The roots of $X^2-1$ in the ring $(\mathbb{Z}/n\mathbb{Z})[X]$

I don't know how to prove the following.
Let $n$ be an odd natural number with $t$ different prime divisors. Then
the polynomial $X^2-1$ has exactly $2^t$ roots.
Own tries
First of all: $X^2-1=(X-1)(X+1)$. We say that $a \in \{1, 2, \cdots, n \}$
is a root if and only if $(a-1)(a+1)=kn$ for some integer $k$. Now observe
that $p|(a-1) \iff p\nmid(a+1)$, except when $p=2$. If $a$ is odd, $2$
divides both $a+1$ and $a-1$. If $a$ is even, $2$ divides neither. Luckely
$n$ is odd. This means that a prime divisor $p$ from $n$ only can appear
in maximal one of the numbers $a+1, a-1$.

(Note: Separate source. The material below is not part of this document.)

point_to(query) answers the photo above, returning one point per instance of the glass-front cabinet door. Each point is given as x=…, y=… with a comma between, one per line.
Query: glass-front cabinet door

It looks like we only need to prove that there exists $k \in \mathbb{Z}$
so that $p$ appears in at least one of these numbers: $kn+a-1, kn+a+1$,
because, be previous observations, there are exactly $2^t$ was to
"arrange" prime divisors in the factorisation of $\bar{a}-\bar{1}$ and
$\bar{a}+\bar{1}$. Is this correct?